Sang suami kemudian pulang dan menuruti apa kata “orang pintar” tersebut. Hasilnya memang agak mendingan. Ayam sudah tidak terbang kesana-kemari dan kambing serta sapi sudah mulai tenang.
Sehari kemudian sang suami kembali lagi ke “orang pintar” dan komplain lagi, “Bagaimana ini pak, kambing dan sapi ini membuat pekerjaan rumah menjadi lebih berat! Kedua anak dan istri saya selalu bergantian membuang kotoran hewan-hewan itu, terutama sapi, wuaduh .. kotorannya minta ampuunn ..!” Si “orang pintar” ini tidak berkata banyak, hanya berdiam diri sambil menerawang jauh. Kemudian berkata, “Baik, kalau begitu sapinya dikeluarkan dari rumah saja.”
Sang suami sambil bersungut-sungut pulang dan menuruti apa kata “orang pintar” tadi, sapi dikeluarkan dari rumah. Ternyata dengan dikeluarkannya sapi dari rumah, pekerjaan membersihkan kotoran hewan memang menjadi berkurang, tetapi seisi rumah tetap saja berbau hewan ternak. Karena tidak tahan dengan bau tersebut, si istri dan kedua anaknya menyarankan sang suami pergi ke “orang pintar” lagi untuk mencari solusi menghilangkan bau hewan ternak; terutama bau kambing.

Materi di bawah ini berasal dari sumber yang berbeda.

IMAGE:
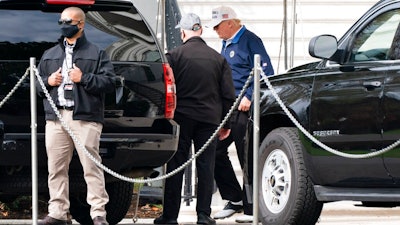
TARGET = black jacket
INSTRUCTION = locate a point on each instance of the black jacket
(204, 85)
(98, 78)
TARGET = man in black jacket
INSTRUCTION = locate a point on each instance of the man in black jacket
(205, 94)
(77, 75)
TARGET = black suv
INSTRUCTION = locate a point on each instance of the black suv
(139, 133)
(350, 101)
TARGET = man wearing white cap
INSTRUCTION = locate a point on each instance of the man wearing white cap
(205, 93)
(239, 46)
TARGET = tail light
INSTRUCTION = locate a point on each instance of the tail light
(70, 2)
(170, 91)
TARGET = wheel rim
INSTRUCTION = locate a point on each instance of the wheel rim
(276, 181)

Sang suami menuruti kemauan anggota keluarganya untuk menemui si “orang pintar” dan mengutarakan masalahnya. Lagi-lagi si “orang pintar” berdiam dan menerawang jauh, seolah-olah sedang berdoa/berdialog dengan Tuhan.
“Mmmm … baiklah, kalau begitu. Keluarkan kambing dari rumahmu! Ini sudah saatnya!” kata “orang pintar”. Kemudian sang suami pulang dan mengeluarkan kambingnya. Seisi rumah bergotong royong, bahu membahu membersihkan seluruh rumah. Sejak peristiwa itu, keluarga tersebut menjadi rukun kembali dan lebih berbahagia. Beberapa hari kemudian, sang suami mendatangi “orang pintar” kembali dan mengucapkan terima kasih serta memuji solusi yang sudah diberikan oleh “orang pintar”. Tetapi apa jawaban si “orang pintar” ?
“Sebenarnya masalah itu muncul dari diri sendiri, hewan ternak dan proses yang sudah dijalani merupakan sebuah pelajaran bahwa ternyata hidupmu dari dulu sudah baik. Jadi tidak ada kaitannya dengan hal-hal yang berbau mistik. Lihatlah, ternyata dengan mengalami hidup yang lebih susah, kamu baru menyadari bahwa hidupmu sudah baik. Sukurilah apa yang sudah kamu dapatkan, dan selalu lihatlah ke bawah!”
Hidup susah: sebuah cerita pendek.
Januari 20, 2008 oleh iwan binanto






semua tergantung kita melihat hidup dari sisi mana orang yang hidupnya penuh dengan harta juga akan ngomong kalo hidupnya masih kurang intinya kita harus bersyukur dan sabar serta tabah
Yup, memang sudah seharusnya kita selalu bersyukur atas segala yang ada pada diri kita.